Robust Ego-Exo Correspondence with Long-Term Memory¶
Conference: NeurIPS 2025 arXiv: 2510.11417 Code: GitHub Area: Image Segmentation Keywords: ego-exo correspondence, SAM2, MoE, video object segmentation, long-term memory
TL;DR¶
This paper proposes LM-EEC, a SAM 2-based cross-view video object segmentation framework for ego-exo correspondence. It introduces a Memory-View MoE (MV-MoE) module to adaptively fuse memory features with cross-view features, coupled with a dual memory bank compression strategy for retaining long-term information. LM-EEC substantially outperforms existing methods on the EgoExo4D benchmark (Ego2Exo IoU: 54.98 vs. 38.26).
Background & Motivation¶
- Task Definition: Given synchronized ego/exo video pairs and a target mask from one viewpoint, the goal is to segment the same target in the other viewpoint — a capability critical for AR and robotics.

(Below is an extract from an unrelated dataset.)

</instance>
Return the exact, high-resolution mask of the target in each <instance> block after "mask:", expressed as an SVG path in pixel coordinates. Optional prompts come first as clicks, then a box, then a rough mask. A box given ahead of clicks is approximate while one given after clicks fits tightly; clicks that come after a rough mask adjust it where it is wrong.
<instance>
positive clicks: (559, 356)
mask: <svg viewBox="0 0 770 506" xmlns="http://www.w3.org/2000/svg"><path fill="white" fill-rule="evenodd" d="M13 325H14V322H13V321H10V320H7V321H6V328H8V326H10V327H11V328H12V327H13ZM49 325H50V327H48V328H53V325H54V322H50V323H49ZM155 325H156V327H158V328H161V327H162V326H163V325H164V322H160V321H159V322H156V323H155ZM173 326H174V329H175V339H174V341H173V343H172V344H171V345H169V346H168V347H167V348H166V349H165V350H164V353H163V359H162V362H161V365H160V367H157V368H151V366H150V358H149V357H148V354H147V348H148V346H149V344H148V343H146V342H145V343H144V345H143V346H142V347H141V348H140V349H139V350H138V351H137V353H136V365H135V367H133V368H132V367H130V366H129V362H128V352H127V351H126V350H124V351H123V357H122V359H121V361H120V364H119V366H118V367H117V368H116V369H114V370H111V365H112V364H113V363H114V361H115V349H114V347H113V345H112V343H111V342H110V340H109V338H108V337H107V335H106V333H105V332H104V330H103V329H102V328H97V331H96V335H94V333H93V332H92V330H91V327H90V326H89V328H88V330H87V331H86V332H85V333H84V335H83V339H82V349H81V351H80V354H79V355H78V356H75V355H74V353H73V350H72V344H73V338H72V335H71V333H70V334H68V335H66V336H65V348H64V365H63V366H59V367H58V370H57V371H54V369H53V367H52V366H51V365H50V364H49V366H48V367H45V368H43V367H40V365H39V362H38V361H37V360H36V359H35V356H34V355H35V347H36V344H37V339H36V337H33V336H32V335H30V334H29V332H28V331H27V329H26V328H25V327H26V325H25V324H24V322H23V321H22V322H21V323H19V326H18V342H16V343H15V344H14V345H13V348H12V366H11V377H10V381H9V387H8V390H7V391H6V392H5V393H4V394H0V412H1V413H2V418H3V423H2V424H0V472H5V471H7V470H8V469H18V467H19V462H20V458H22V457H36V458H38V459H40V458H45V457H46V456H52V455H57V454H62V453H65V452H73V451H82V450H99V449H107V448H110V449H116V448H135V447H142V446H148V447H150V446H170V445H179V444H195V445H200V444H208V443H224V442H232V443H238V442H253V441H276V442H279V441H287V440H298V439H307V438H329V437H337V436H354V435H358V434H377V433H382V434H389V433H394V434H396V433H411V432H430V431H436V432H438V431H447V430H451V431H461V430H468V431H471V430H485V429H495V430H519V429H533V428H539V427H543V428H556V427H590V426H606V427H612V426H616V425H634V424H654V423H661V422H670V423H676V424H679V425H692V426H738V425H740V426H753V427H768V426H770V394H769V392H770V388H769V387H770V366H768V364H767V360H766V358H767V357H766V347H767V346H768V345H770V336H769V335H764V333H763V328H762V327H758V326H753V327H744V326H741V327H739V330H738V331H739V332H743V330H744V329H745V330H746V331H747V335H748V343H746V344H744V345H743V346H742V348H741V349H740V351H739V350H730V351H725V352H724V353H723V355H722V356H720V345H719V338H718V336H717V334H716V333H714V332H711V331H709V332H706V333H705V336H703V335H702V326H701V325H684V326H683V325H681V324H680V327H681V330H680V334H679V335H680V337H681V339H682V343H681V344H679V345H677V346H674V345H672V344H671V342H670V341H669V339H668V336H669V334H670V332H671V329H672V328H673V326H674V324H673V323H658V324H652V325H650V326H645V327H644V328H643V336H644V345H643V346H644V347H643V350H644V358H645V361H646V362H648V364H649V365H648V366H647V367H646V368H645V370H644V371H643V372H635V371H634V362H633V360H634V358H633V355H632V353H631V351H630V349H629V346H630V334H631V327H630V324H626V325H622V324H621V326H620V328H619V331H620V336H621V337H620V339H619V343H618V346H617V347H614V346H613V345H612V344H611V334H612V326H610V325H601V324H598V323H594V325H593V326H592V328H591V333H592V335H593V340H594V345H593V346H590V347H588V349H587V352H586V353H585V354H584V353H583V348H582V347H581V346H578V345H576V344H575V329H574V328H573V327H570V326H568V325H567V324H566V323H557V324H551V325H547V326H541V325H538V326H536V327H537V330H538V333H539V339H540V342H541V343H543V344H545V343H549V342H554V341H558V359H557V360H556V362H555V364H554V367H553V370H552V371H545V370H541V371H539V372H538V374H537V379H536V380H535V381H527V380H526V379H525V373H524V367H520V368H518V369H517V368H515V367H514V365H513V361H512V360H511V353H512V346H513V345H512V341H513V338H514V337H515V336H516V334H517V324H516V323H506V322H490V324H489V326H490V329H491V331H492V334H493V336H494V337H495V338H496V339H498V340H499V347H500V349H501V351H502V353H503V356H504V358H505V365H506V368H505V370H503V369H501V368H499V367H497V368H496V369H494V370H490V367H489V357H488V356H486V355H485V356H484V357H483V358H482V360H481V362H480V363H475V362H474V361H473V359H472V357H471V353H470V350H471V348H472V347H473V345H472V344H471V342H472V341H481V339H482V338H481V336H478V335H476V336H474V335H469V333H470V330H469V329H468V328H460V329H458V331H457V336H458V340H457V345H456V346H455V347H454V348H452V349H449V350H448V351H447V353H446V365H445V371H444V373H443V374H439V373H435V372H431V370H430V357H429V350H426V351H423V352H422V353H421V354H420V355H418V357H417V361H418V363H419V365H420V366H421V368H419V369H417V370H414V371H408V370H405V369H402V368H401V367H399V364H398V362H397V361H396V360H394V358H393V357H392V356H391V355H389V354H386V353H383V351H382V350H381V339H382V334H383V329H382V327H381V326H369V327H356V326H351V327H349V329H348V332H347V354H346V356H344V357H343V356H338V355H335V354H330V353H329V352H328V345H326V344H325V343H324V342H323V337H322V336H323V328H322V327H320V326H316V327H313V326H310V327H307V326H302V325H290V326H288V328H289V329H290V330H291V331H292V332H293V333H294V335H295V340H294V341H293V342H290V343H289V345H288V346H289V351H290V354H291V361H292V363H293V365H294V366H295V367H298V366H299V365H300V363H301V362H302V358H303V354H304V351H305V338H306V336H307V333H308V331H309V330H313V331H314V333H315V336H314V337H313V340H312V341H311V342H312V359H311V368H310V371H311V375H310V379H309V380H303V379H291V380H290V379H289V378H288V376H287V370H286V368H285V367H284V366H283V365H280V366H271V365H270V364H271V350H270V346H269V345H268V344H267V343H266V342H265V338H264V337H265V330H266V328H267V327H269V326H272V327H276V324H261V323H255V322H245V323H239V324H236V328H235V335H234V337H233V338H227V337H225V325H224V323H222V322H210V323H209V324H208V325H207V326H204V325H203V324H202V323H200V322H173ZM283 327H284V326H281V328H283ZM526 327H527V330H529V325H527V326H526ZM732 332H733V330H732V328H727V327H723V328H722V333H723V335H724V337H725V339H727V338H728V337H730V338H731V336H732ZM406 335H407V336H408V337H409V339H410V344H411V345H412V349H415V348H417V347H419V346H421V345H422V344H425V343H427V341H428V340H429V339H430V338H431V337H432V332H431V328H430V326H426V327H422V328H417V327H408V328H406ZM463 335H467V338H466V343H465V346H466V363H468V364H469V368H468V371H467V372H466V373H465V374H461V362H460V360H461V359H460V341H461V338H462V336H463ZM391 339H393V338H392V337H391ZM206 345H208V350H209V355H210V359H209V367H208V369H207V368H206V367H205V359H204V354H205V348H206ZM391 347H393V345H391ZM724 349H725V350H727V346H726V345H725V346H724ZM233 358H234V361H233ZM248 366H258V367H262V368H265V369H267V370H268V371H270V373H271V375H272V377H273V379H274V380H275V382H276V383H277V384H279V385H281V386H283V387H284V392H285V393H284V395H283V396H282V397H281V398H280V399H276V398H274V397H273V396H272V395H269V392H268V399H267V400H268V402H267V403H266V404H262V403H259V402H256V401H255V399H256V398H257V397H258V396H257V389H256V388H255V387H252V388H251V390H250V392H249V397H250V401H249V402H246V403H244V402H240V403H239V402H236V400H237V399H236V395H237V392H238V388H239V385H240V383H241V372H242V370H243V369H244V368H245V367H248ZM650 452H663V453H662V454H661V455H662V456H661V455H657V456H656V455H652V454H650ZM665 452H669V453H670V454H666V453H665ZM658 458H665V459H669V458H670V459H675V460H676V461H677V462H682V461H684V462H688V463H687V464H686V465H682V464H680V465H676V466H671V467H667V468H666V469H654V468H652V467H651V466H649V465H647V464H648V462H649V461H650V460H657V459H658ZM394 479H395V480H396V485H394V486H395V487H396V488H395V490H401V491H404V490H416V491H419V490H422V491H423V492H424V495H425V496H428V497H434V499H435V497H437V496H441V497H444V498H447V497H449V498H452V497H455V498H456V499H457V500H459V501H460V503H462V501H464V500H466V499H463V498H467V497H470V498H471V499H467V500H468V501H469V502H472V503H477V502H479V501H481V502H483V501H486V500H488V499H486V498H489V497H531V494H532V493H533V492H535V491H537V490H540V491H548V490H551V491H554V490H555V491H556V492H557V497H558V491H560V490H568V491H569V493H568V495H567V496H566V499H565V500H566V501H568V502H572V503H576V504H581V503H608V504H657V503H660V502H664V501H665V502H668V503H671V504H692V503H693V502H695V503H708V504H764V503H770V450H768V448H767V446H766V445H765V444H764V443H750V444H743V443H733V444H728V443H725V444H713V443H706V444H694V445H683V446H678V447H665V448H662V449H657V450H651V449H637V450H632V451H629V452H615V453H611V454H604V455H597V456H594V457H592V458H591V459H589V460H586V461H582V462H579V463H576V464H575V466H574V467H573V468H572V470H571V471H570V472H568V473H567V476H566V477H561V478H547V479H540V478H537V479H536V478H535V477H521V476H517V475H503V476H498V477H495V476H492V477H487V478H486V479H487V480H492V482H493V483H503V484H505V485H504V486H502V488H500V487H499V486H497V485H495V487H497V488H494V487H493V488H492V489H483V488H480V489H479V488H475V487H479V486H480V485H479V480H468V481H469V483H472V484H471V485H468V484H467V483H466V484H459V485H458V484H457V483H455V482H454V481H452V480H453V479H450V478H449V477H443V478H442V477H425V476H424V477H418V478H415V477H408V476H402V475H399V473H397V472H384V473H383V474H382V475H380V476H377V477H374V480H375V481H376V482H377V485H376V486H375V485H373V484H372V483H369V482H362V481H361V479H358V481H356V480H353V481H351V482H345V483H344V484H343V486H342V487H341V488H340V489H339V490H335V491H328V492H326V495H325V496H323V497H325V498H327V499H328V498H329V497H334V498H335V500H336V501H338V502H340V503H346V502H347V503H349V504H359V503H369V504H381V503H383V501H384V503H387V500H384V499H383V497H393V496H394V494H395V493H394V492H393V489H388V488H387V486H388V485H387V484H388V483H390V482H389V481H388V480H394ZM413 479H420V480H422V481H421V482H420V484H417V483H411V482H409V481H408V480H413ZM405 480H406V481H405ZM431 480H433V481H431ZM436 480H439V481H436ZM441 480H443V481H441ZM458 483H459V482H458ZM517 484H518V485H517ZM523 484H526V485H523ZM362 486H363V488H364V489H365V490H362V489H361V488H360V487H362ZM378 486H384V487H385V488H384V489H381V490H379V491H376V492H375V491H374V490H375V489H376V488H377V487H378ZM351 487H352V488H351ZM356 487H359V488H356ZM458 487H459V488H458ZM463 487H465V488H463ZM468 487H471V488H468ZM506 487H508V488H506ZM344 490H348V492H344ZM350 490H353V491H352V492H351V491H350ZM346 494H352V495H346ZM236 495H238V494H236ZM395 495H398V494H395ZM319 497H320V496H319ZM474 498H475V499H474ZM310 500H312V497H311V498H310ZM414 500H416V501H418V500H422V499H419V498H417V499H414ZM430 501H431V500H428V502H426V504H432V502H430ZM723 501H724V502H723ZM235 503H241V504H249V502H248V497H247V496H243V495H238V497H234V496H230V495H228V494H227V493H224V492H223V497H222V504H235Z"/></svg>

- Limitations of Prior Work: VOS methods such as XView-XMem fail to handle extreme viewpoint changes, occlusions, and small objects. Although SAM 2 generalizes well, naively adding memory features and prompts leads to insufficient cross-view fusion, and its FIFO memory management discards long-term information.
- Mechanism: Adaptive fusion of two feature types via MoE, dual memory banks for ego/exo storage separately, and a temporal-redundancy-based compression strategy.
Method¶
Overall Architecture¶
Built upon SAM 2 with three core components: multi-view encoding, dual memory compression, and target mask prediction.
Key Design 1: Memory-View MoE (MV-MoE)¶
- Treats memory-aware features \(F_{mem}\) and cross-view features \(F_{view}\) as two complementary "experts."
- Channel Routing: Concatenation → global pooling → two-branch MLP → sigmoid weights → residual modulation.
- Spatial Routing: Concatenation → two-branch Conv-ReLU-Conv-Sigmoid → spatial weights → residual modulation.
- The two refined features are summed to produce the fused feature \(F_{tar}\).
- The design is lightweight, avoiding the network-level sparse complexity of conventional MoE.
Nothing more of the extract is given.